Cancer diagnosis

Defining cancer is a difficult task, even for cancer researchers. It is much easier to explain the term in relation to its causes.

 

Today, we know that the cells of a tumour derive from an original cell which at some point in time – deviated from the normal, controlled division process – generally decades before a lump becomes physically or visibly noticeable. Every life begins as a single cell. This cell divides and multiplies itself to create new specialised cells. Normal, specialised cells are compatible with each other and function harmoniously together. They group together to create tissues which form the various organs.

 

Cancer develops when normal cells change – often during various intermediate steps – into malignant cells that start to divide uncontrollably. When the body’s defence mechanism is not able to destroy them, more and more diseased cells are created to form a localised growth (tumour). The surrounding tissue is subsequently also affected (infiltration). Cancer cells can travel via the lymphatic and circulatory systems to reach other parts of the body, where they then create new cancer growths (metastases).
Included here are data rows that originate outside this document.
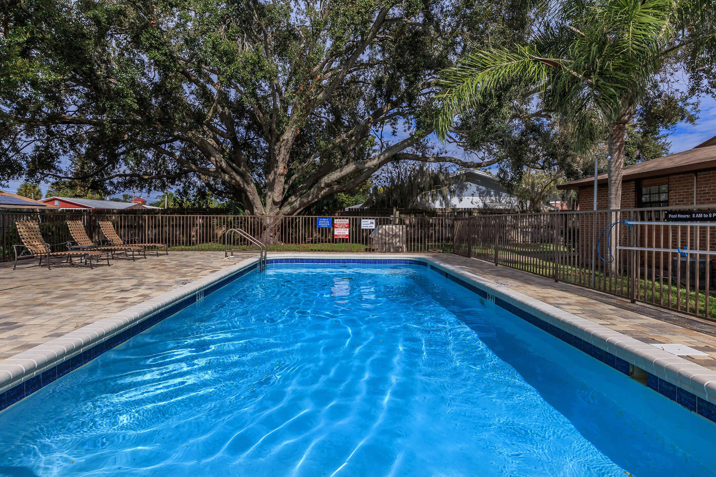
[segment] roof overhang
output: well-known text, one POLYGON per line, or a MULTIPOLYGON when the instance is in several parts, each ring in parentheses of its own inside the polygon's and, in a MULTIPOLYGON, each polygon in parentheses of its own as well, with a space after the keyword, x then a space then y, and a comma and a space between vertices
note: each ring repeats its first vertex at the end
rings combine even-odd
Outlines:
MULTIPOLYGON (((658 160, 658 159, 652 159, 658 160)), ((645 172, 634 172, 629 174, 629 169, 624 169, 624 176, 621 178, 621 182, 634 180, 637 179, 648 179, 649 177, 661 177, 667 175, 672 175, 674 174, 683 174, 684 172, 693 172, 695 171, 709 169, 716 169, 716 159, 712 159, 701 162, 696 162, 694 164, 686 164, 672 167, 666 167, 659 169, 654 171, 647 171, 645 172)), ((602 185, 607 183, 607 174, 600 174, 596 177, 596 182, 598 185, 602 185)), ((594 186, 594 176, 591 177, 586 177, 584 179, 580 179, 579 180, 573 180, 569 182, 565 182, 564 184, 561 184, 557 186, 557 189, 574 189, 577 190, 581 187, 589 187, 594 186)))
POLYGON ((95 207, 93 207, 92 206, 91 206, 91 205, 87 205, 87 204, 80 204, 79 202, 74 202, 73 200, 72 200, 70 199, 67 199, 66 197, 54 197, 54 196, 53 196, 52 197, 47 197, 46 199, 43 199, 40 202, 45 202, 45 203, 49 203, 49 201, 51 201, 51 200, 52 201, 62 200, 63 202, 69 202, 70 204, 74 204, 75 205, 79 205, 79 207, 82 207, 83 209, 95 209, 95 207))

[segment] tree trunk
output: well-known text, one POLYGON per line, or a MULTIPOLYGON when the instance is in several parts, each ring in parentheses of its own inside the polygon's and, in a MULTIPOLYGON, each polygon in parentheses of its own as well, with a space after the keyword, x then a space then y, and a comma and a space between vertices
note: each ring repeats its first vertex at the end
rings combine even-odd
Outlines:
MULTIPOLYGON (((625 115, 626 117, 626 115, 625 115)), ((631 115, 629 116, 631 117, 631 115)), ((619 220, 619 213, 617 210, 621 208, 621 180, 624 176, 624 136, 626 132, 626 122, 620 122, 616 124, 607 137, 607 147, 609 153, 609 160, 607 164, 607 180, 609 182, 606 208, 609 212, 609 223, 614 223, 619 220)), ((621 227, 617 226, 611 227, 609 234, 609 252, 614 257, 611 262, 609 263, 609 276, 616 279, 618 273, 618 250, 616 245, 619 245, 619 230, 621 227)), ((605 244, 606 245, 606 244, 605 244)), ((605 257, 609 254, 604 254, 605 257)))
POLYGON ((621 207, 621 178, 624 167, 624 136, 626 124, 614 126, 608 137, 609 161, 607 166, 609 190, 606 208, 616 210, 621 207))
In the case of leukaemia and certain lymphatic cancers, the cancer cells distribute themselves rapidly throughout the entire body.

 

Cancer is the collective term for around 150 different types of malignant organ tumours and diseases of the hematopoietic and lymphatic systems.

 

After cardiovascular and circulatory disorders, cancer the second most common cause of death in Switzerland. A cancer diagnosis, however, is not a death sentence. Over 30,000 people are diagnosed with cancer each year and around half of them are able to be cured. The chances of recovery are much better if the cancer remains localised, compared to when metastases have already formed. That’s why early detection and timely treatment are of the utmost importance.